“Listen, uncle,” said Denise, greatly embarrassed; “perhaps there might be a situation for you.” She stopped, and stammered. “Yes, I am charged to offer you a situation as inspector.”
“Where?” asked Baudu.
“Opposite,” replied she; “in our shop. Six thousand francs a year; a very easy place.”
Suddenly he stopped in front of her. But instead of getting angry as she feared he would, he turned very pale, succumbing to a grievous emotion, a feeling of bitter resignation.
“Opposite, opposite,” stammered he several times. “You want me to go opposite?”
Denise herself was affected by this emotion. She recalled the long struggle of the two shops, assisted at the funerals of Geneviève and Madame Baudu, saw before her The Old Elbeuf overthrown, utterly ruined by The Ladies' Paradise. And the idea of her uncle taking a situation opposite, and walking about in a white neck-tie, made her heart leap with pity and revolt.
“Come, Denise, is it possible?” said he, simply, wringing his poor trembling hands.
“No, no, uncle,” exclaimed she, in a sudden burst of her just and excellent being. “It would be wrong. Forgive me, I beg of you.”
He resumed his walk, his step once more broke the funereal silence of the house. And when she left him, he was still going on in that obstinate locomotion of great griefs, which turn round themselves without ever being able to get beyond.
Denise passed another sleepless night. She had just touched the bottom of her powerlessness. Even in favour of her own people she was unable to find any consolation. She had been obliged to assist to the bitter end at this invincible work of life which requires death as its continual seed.
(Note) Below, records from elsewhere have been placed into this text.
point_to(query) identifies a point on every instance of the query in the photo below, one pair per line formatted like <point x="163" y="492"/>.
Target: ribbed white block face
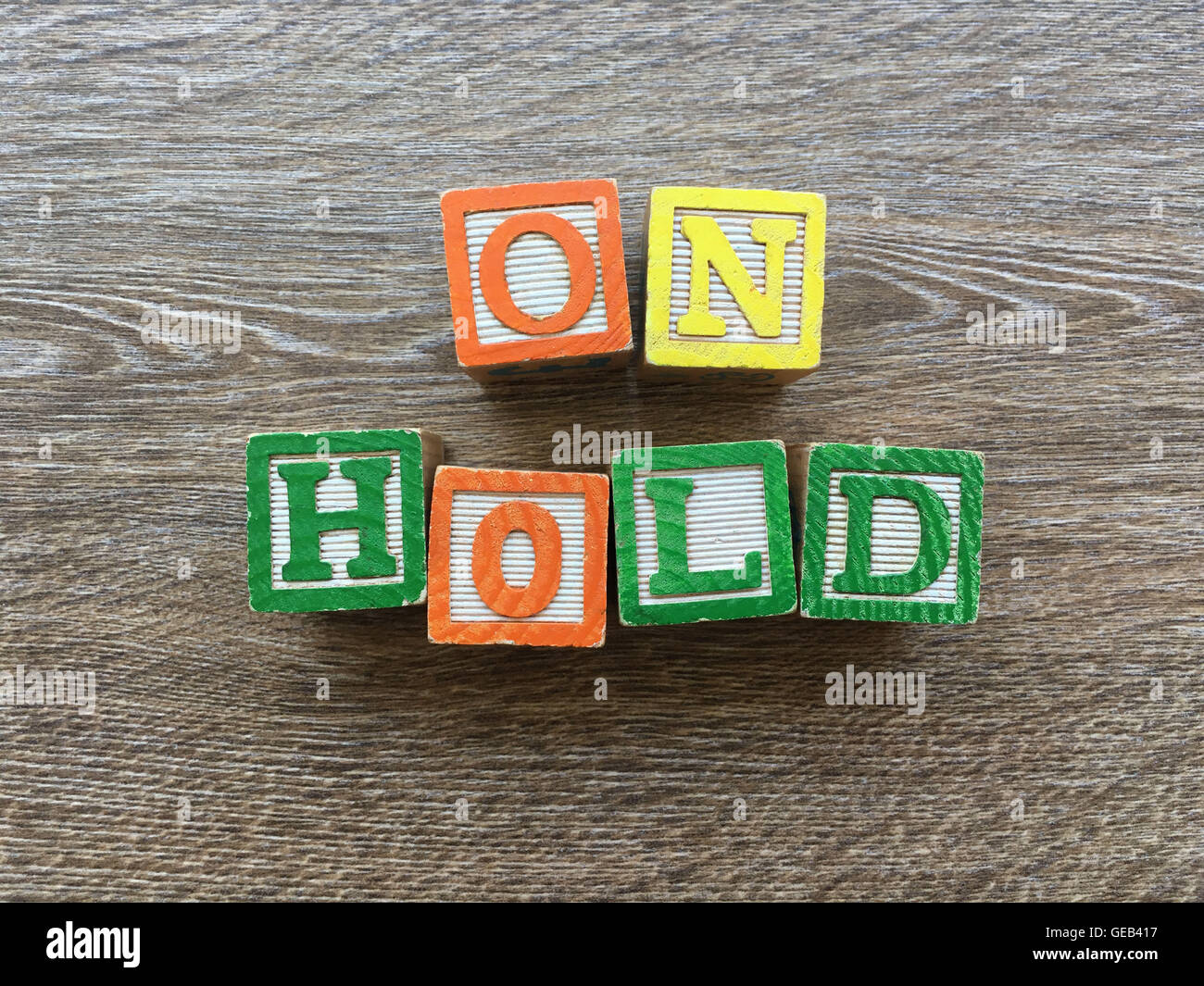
<point x="518" y="556"/>
<point x="737" y="227"/>
<point x="536" y="271"/>
<point x="725" y="519"/>
<point x="335" y="493"/>
<point x="895" y="536"/>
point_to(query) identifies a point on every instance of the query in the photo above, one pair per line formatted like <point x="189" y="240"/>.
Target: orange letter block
<point x="537" y="279"/>
<point x="518" y="557"/>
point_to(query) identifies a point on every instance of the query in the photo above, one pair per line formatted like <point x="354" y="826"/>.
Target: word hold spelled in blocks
<point x="537" y="279"/>
<point x="890" y="533"/>
<point x="336" y="519"/>
<point x="518" y="557"/>
<point x="702" y="532"/>
<point x="734" y="285"/>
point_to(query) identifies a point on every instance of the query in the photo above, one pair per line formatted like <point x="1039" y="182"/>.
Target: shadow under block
<point x="703" y="532"/>
<point x="337" y="519"/>
<point x="518" y="557"/>
<point x="537" y="280"/>
<point x="889" y="533"/>
<point x="734" y="284"/>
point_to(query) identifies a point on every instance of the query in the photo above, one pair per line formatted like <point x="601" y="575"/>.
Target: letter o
<point x="496" y="291"/>
<point x="486" y="559"/>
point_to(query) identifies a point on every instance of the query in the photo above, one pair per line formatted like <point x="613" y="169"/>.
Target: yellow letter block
<point x="734" y="287"/>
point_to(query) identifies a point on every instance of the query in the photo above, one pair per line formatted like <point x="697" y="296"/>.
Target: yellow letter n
<point x="709" y="248"/>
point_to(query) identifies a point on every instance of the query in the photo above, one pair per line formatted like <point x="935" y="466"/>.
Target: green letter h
<point x="306" y="523"/>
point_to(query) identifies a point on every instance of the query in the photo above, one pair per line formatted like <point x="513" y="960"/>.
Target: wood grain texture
<point x="287" y="163"/>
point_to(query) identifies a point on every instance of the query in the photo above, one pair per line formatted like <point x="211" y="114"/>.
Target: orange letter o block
<point x="486" y="559"/>
<point x="582" y="276"/>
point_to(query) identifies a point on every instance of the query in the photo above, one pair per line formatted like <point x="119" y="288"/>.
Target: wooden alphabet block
<point x="702" y="532"/>
<point x="734" y="287"/>
<point x="537" y="279"/>
<point x="337" y="519"/>
<point x="890" y="533"/>
<point x="518" y="557"/>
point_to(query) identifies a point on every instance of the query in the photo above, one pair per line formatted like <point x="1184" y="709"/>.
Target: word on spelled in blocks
<point x="889" y="533"/>
<point x="734" y="287"/>
<point x="702" y="532"/>
<point x="537" y="279"/>
<point x="336" y="519"/>
<point x="518" y="557"/>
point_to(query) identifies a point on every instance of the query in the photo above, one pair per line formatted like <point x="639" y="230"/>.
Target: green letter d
<point x="935" y="536"/>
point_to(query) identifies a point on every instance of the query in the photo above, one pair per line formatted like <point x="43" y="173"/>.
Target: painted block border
<point x="661" y="351"/>
<point x="771" y="456"/>
<point x="458" y="203"/>
<point x="264" y="596"/>
<point x="591" y="630"/>
<point x="820" y="461"/>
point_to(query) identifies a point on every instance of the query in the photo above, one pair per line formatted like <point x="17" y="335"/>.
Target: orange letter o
<point x="582" y="275"/>
<point x="486" y="559"/>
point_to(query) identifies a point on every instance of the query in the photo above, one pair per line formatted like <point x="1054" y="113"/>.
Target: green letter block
<point x="891" y="533"/>
<point x="702" y="532"/>
<point x="337" y="519"/>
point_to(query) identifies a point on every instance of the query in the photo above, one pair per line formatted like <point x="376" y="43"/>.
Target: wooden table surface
<point x="287" y="164"/>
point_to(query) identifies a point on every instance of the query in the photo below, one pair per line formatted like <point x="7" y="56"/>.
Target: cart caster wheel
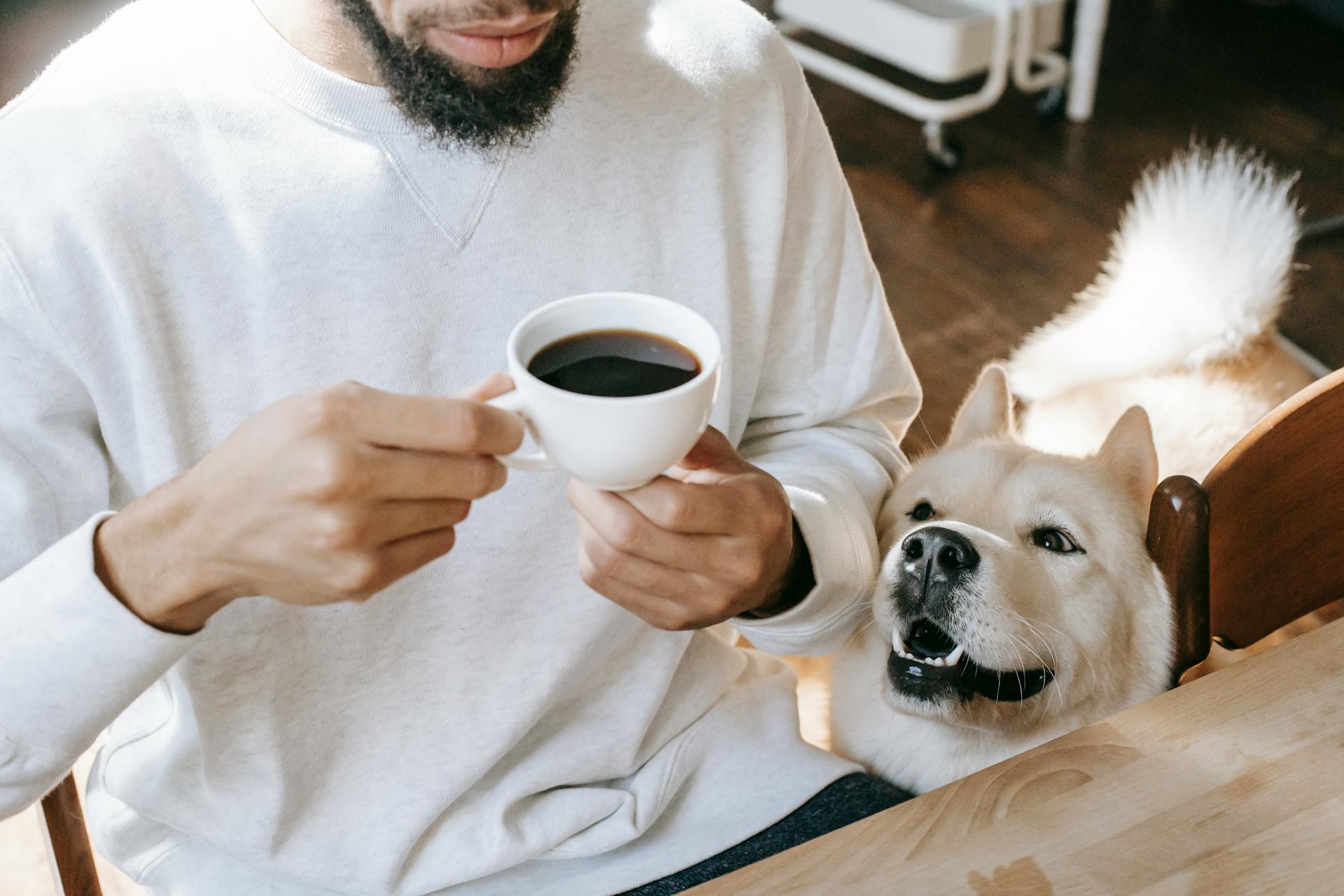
<point x="1050" y="104"/>
<point x="945" y="156"/>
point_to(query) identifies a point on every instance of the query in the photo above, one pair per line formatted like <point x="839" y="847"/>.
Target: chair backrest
<point x="69" y="841"/>
<point x="1261" y="543"/>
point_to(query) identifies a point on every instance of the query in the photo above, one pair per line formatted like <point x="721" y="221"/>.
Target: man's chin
<point x="456" y="102"/>
<point x="480" y="55"/>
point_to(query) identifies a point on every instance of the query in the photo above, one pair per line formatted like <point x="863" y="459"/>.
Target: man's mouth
<point x="493" y="45"/>
<point x="925" y="662"/>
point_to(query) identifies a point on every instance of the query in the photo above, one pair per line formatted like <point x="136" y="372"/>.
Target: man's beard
<point x="456" y="104"/>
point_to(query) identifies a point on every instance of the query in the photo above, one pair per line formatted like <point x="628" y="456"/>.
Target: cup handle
<point x="537" y="463"/>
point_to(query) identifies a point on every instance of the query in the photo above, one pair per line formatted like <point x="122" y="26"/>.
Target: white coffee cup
<point x="612" y="444"/>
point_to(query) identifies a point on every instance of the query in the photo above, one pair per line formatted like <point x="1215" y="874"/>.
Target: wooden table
<point x="1233" y="783"/>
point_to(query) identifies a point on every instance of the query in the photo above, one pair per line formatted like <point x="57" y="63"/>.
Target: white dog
<point x="1016" y="599"/>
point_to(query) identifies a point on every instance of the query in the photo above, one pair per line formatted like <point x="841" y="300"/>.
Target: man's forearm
<point x="147" y="559"/>
<point x="799" y="582"/>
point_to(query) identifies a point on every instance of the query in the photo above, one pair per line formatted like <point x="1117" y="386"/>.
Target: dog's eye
<point x="1054" y="540"/>
<point x="924" y="511"/>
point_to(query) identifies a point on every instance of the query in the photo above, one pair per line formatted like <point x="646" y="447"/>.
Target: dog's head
<point x="1016" y="589"/>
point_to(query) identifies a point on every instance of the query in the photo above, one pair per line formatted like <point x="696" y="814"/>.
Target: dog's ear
<point x="987" y="413"/>
<point x="1129" y="453"/>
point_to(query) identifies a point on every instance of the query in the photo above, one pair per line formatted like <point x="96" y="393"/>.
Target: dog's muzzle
<point x="933" y="562"/>
<point x="925" y="662"/>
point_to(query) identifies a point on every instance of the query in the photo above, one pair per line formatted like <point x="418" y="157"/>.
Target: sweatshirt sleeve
<point x="828" y="422"/>
<point x="71" y="656"/>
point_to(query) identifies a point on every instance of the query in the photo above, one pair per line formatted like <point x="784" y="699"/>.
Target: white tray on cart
<point x="948" y="41"/>
<point x="936" y="39"/>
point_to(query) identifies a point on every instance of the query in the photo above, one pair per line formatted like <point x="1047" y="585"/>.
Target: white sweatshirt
<point x="197" y="220"/>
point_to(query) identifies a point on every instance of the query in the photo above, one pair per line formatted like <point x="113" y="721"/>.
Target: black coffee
<point x="616" y="363"/>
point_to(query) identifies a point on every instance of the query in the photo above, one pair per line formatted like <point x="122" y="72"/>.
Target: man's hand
<point x="320" y="498"/>
<point x="711" y="540"/>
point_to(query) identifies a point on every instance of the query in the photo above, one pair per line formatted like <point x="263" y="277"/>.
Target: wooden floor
<point x="974" y="260"/>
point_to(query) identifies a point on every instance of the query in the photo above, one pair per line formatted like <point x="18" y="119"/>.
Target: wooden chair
<point x="1261" y="543"/>
<point x="69" y="841"/>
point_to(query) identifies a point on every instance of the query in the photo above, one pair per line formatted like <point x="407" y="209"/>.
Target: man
<point x="248" y="254"/>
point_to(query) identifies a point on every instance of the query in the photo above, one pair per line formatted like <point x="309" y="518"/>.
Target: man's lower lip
<point x="489" y="51"/>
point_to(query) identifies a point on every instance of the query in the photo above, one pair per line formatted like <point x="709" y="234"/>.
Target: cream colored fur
<point x="1180" y="323"/>
<point x="1101" y="621"/>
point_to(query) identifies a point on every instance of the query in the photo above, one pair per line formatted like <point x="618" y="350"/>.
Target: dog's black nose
<point x="952" y="554"/>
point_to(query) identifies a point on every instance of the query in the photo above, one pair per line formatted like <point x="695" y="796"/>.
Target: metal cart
<point x="946" y="41"/>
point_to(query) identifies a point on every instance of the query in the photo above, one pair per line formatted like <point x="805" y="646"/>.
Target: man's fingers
<point x="626" y="530"/>
<point x="492" y="386"/>
<point x="409" y="476"/>
<point x="417" y="422"/>
<point x="657" y="612"/>
<point x="394" y="520"/>
<point x="406" y="555"/>
<point x="714" y="451"/>
<point x="640" y="574"/>
<point x="683" y="507"/>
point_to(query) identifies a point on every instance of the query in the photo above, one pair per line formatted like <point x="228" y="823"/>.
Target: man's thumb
<point x="491" y="387"/>
<point x="711" y="451"/>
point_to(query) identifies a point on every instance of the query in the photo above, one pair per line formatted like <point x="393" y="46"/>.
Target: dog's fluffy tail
<point x="1199" y="267"/>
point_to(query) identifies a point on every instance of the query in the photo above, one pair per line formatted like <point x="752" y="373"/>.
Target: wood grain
<point x="1277" y="505"/>
<point x="1177" y="542"/>
<point x="69" y="840"/>
<point x="1227" y="785"/>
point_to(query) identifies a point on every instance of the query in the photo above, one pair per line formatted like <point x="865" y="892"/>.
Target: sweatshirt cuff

She no longer struggled, she accepted this law of combat; but her womanly soul was filled with a weeping pity, with a fraternal tenderness at the idea of suffering humanity. For years, she herself had been caught in the wheel-work of the machine. Had she not bled there? Had they not bruised her, dismissed her, overwhelmed her with insults? Even now she was frightened, when she felt herself chosen by the logic of facts. Why her, a girl so puny? Why should her small hand suddenly become so powerful amidst the monster's work? And the force which was sweeping everything away, carried her away in her turn, she, whose coming was to be a revenge. Mouret had invented this mechanism for crushing the world, and its brutal working shocked her; he had sown ruin all over the neighbourhood, despoiled some, killed others; and yet she loved him for the grandeur of his work, she loved him still more at every excess of his power, notwithstanding the flood of tears which overcame her, before the sacred misery of the vanquished.